Synopses & Reviews
Synopsis
A brilliant examination of the enigmatic Russian revolutionary about whom Winston Churchill said "few men tried more, gave more, dared more and suffered more for the Russian people," and who remains a legendary and controversial figure in his homeland today. Although now largely forgotten outside Russia, Boris Savinkov was famous and notorious during his lifetime both at home and abroad as a terrorist, a scandalous novelist, a friend of epoch-defining artists like Modigliani and Diego Rivera, a government minister, an advisor to Churchill, and, finally, as Soviet Russia's most prized political prisoner, one who made headlines around the world by claiming that he accepted the Bolshevik state, whereas, in fact, he had staked his life on a secret plan to strike one last blow against the tyrannical regime.

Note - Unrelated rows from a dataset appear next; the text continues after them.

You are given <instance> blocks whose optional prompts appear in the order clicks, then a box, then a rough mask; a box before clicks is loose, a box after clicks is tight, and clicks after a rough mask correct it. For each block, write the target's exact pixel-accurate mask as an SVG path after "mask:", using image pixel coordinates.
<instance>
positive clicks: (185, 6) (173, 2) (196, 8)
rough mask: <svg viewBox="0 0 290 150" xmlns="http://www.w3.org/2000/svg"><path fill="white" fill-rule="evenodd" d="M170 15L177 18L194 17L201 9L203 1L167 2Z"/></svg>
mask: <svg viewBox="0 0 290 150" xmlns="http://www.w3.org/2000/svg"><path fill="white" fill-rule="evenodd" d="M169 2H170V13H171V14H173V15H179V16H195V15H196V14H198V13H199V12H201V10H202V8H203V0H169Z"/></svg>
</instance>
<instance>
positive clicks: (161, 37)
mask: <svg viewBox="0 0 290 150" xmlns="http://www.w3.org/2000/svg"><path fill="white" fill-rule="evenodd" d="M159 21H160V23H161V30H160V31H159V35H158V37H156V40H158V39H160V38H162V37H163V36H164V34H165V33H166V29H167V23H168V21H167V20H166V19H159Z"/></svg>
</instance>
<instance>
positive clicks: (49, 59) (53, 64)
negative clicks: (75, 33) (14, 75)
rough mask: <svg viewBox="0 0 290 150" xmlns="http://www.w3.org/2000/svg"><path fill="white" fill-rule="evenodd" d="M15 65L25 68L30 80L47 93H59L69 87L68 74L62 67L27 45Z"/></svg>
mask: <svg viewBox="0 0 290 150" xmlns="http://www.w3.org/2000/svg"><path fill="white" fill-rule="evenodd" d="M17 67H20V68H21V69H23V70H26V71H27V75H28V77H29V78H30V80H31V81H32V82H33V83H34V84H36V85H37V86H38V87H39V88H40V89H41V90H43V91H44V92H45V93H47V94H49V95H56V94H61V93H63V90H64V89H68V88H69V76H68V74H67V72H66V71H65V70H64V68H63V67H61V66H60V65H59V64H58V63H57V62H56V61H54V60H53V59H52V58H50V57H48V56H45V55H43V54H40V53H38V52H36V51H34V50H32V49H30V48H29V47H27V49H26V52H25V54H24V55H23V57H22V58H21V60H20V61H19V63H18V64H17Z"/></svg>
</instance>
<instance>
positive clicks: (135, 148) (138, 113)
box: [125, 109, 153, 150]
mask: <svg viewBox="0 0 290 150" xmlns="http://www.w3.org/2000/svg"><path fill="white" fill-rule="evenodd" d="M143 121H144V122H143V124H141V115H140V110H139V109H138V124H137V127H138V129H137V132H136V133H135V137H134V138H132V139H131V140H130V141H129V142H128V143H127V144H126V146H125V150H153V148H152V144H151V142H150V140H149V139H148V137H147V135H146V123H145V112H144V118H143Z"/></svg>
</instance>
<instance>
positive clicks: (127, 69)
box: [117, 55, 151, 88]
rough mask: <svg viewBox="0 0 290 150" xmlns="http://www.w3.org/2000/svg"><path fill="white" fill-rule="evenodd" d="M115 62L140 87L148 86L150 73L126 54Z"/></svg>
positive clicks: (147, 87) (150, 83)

Neither a "Red" nor a "White," Savinkov forged his own place in history. His life, which he dedicated to transforming his homeland into a uniquely democratic, humane and enlightened state, challenges many popular myths about the Russian Revolution, and demonstrates that the paths Russia took during the twentieth and twenty-first centuries--the tyranny of communism, the authoritarianism of Putin--were not the only ones written in her historical destiny. Savinkov's goals remain a poignant reminder of how things in Russia could have been, and how, perhaps, they may still become someday.
Written with novelistic verve and filled with the triumphs, disasters, dramatic twists and contradictions that defined Savinkov's life, this book shines a light on an extraordinary man who tried to change Russian and world history.